Nesse contexto, a análise integrada dos últimos dez anos revela coerências, tensões e cenários distintos. Entre as coerências, o recorde de naturalizações em 2024 confirma que a política de 2015 gerou uma coorte significativa que se integrou e optou por permanecer na Alemanha. A taxa de emprego dessa coorte está próxima da média nacional, contrariando narrativas de fracasso generalizado, enquanto a lacuna salarial observada decorre principalmente de barreiras de acesso a determinados setores e cargos. Quando esses obstáculos são superados, trabalhadores de algumas nacionalidades chegam a ter medianas salariais superiores às dos alemães.
Ao mesmo tempo, persistem tensões importantes. O discurso de ordem e o endurecimento do governo Merz respondem a um ambiente político marcado pelo crescimento da AfD e pelo endurecimento da opinião pública, mas podem intensificar a sensação de não pertencimento e discriminação, alimentando a saída dos mais qualificados.
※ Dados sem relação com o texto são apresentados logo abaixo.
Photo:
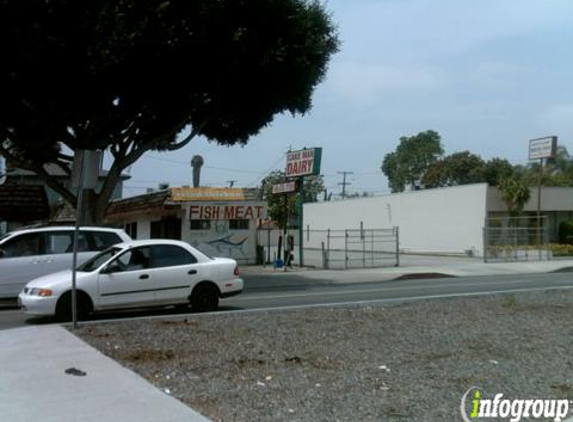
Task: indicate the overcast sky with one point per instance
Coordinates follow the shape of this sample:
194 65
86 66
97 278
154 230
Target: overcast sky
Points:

As empresas continuam a enfrentar escassez de mão de obra, com 1,4 milhão de vagas abertas no fim de 2024 em saúde, TI, construção, transporte e educação, enquanto os municípios lidam com pressões em moradia, escolas e serviços. O sistema educacional também mostra sinais de fadiga: sem pré-escola robusta e apoio linguístico precoce, o ciclo de baixo desempenho e subemprego tende a se reproduzir.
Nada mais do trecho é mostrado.